A Million Syllabi

Today I’m releasing a database of over a million syllabi gathered by my Syllabus Finder tool from 2002 to 2009. My hope is that this unique corpus will be helpful for a broad range of researchers. I’m fairly sure this is the largest collection of syllabi ever gathered, probably by several orders of magnitude.

I created the Syllabus Finder in 2002 when Google released their first API to access their search engine. The initial API included the ability to grab cached HTML from millions of web pages, which I realized could then be scanned using high-relevancy keywords to identify pages that were most likely syllabi. In addition to my lousy PHP code that got it up and running, the brilliant Simon Kornblith wrote some additional code to make it work well. The result was a tool that was quite popular (1.3 million queries) until Google deprecated their original API in 2009 in favor of (what I consider to be) a less useful API. (With the original API you could basically clone google.com, which I’m sure was not popular at the Googleplex.)

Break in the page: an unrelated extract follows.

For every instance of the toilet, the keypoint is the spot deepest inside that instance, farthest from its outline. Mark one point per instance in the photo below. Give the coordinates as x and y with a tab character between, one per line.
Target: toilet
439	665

If you are interested in the kind of research that can be done on these syllabi, please read my Journal of American History article “By the Book: Assessing the Place of Textbooks in U.S. Survey Courses.” For that article I used regular expressions to pull book titles out of a thousand American history surveys to see how textbooks and other works are used by instructors. Some hidden elements emerged. I’m excited to see what creative ideas other scholars and researchers come up with for this large database.

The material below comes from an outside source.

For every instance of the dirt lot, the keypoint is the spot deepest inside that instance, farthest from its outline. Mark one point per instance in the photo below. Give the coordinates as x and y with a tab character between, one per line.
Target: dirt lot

Some important clarifications and caveats:

1) I’m providing this archive in the same spirit (and under same regulations) that the Internet Archive provides web corpora (indeed, this corpus could probably be recreated from the Internet Archive’s Wayback Machine, albeit after a lot of work). To the best of my knowledge, and because of the way they were obtained, all of the documents this database contains were posted on the open web, and were cached (or not) respecting open-web standards such as robots.txt. It does not contain any syllabi that were posted in private places, such as gated Blackboard installations. Indeed, I suspect that most of these syllabi come from universities where it is expected that professors post syllabi in an open fashion (as is the case here at Mason), or from professors like me who believe that openness is good for scholarship and teaching. But as with the Internet Archive, if you are the creator of a syllabus and really can’t sleep unless it is purged from this research database, contact me.

2) This database is provided as is and without support. I get enough email and unfortunately cannot answer questions. If you are appreciative, you can make a tax-free donation to the Center for History and New Media, for which you will receive a hug from me. The database is intended for non-commercial use of the type seen in my JAH article.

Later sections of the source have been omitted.